To incorporate both scores, S1(wj) and S2(wj) for a given n-gram wj, we used a parameter c (0 ≤ c ≤ 1) so that the combined confidence score S*(wj) for wj is as follows.
S*(wj) = (1-c).S1(wj) + c.S2(wj) (3),
At high c: a high confidence score S*(wj) on di indicates that wj locates at its average position, and
At low c: a high confidence score S*(wj) on di indicates wj locates at the beginning of di, regardless of its positions at other titles.
3.6 Establishment of dictionaries for product names
From Section 3.4, we understand how to assign a confidence score on each extracted n-gram based on both its real position on a given title as well as its average position across all titles containing it. We can also use parameter c ∈ [0,1] to reflect our preference for the position as well.
Since our purpose is to extract product names from every product sub-category at high accuracies, we do not need to worry about the coverage at the title level. In other words, it would be acceptable to miss product names on some titles as long as we could determine those accurate ones overall. As a result, we chose a low value of c, i.e. c = 0.1, to prioritize n-grams located near the beginning. After that, we applied a selection process of two steps to collect product names in each sub-category as follows.

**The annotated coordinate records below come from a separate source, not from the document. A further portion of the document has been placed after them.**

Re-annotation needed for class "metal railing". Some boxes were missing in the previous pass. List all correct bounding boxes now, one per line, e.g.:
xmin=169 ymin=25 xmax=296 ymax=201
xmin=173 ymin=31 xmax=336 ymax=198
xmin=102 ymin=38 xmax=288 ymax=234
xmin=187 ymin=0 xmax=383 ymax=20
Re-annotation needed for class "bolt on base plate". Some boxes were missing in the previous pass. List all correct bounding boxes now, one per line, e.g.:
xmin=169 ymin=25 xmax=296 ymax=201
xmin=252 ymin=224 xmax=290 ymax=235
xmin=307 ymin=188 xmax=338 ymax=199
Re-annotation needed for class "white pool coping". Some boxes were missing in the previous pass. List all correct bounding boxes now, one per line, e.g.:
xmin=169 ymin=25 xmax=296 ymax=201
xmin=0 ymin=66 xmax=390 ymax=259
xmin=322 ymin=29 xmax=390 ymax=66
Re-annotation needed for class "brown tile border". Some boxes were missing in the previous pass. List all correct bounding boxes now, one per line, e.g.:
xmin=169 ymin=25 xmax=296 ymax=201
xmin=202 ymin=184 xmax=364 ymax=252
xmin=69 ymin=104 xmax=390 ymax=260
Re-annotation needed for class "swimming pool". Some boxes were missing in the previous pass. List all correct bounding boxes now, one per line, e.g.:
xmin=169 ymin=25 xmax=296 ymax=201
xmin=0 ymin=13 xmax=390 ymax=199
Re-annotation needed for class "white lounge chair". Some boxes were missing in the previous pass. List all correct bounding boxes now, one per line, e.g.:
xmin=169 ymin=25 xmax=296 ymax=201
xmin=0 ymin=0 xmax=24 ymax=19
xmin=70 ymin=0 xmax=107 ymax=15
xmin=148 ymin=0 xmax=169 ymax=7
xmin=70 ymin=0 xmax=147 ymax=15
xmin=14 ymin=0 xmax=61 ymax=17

1. Choose n-grams whose numbers of occurrence across all product titles are at least 5,
2. From all chosen n-grams in (1), choose the longest n-grams in each title and then
a. Extract only the top 2 n-grams in terms of their confidence scores, S*(wj)
b. Across those extracted n-grams, choose n-grams with an average confidence score of at least 0.5 and the maximum confidence score of at least 0.8.
In Figure 8, we showed an example of an n-gram tree for ‘dây’ - a popular term from the Mobile & Gadgets - accessories - cables, chargers & converters sub-category. We would like to emphasize that this tree had already been shortened due to a large number of related terms. The expected outcomes of this sub-section are the product name dictionaries across all product sub-categories.
![](https://careers-static.coccoc.com/2022/11/name2.png)
Figure 8: A shortened n-gram tree for the term ‘dây’.
4. Conclusion
In this blog, we described a framework (1) to detect locations and patterns of product attribute entities, and (2) to build product family trees as well as product dictionaries from a collection of product titles. This framework can be applied not only for product name entities but also for other entities such as product materials or product colors. In general, we proposed an evaluation on the confidence level of an n-gram to be the named entity based on (i) its frequency over title groups and (ii) its average position across every title. In summary, the product name dictionaries obtained from this procedure contribute to the construction of a NER system for product attribute extraction, in both rule-based and machine-learning approaches. We will discuss further these analyses with sample codes and datasets in the future blog.
5. Reference
[1] Yang, S., Lu, Y., Zhao, L., & Gupta, S. (2011). Empirical investigation of customers’ channel extension behavior: Perceptions shift toward the online channel. Computers in Human Behavior, 27(5), 1688-1696.
[2] Jurafsky, D., & Martin, J. H. (2020). Sequence labeling for parts of speech and named entities. Speech and Language Processing.
[3] Supriya Ghosh, Text Similarity using K-Shingling, Minhashing, and LSH(Locality Sensitive Hashing), https://pub.towardsai.net/text-similarity-using-k-shingling-minhashing-and-lsh-locality-sensitive-hashing-8a60a7aaa9d9
[4] Nguyen, A. L., Liu, W., Khor, K. A., Nanetti, A., & Cheong, S. A. (2022). The emergence of graphene research topics through interactions within and beyond. Quantitative Science Studies, 1-37.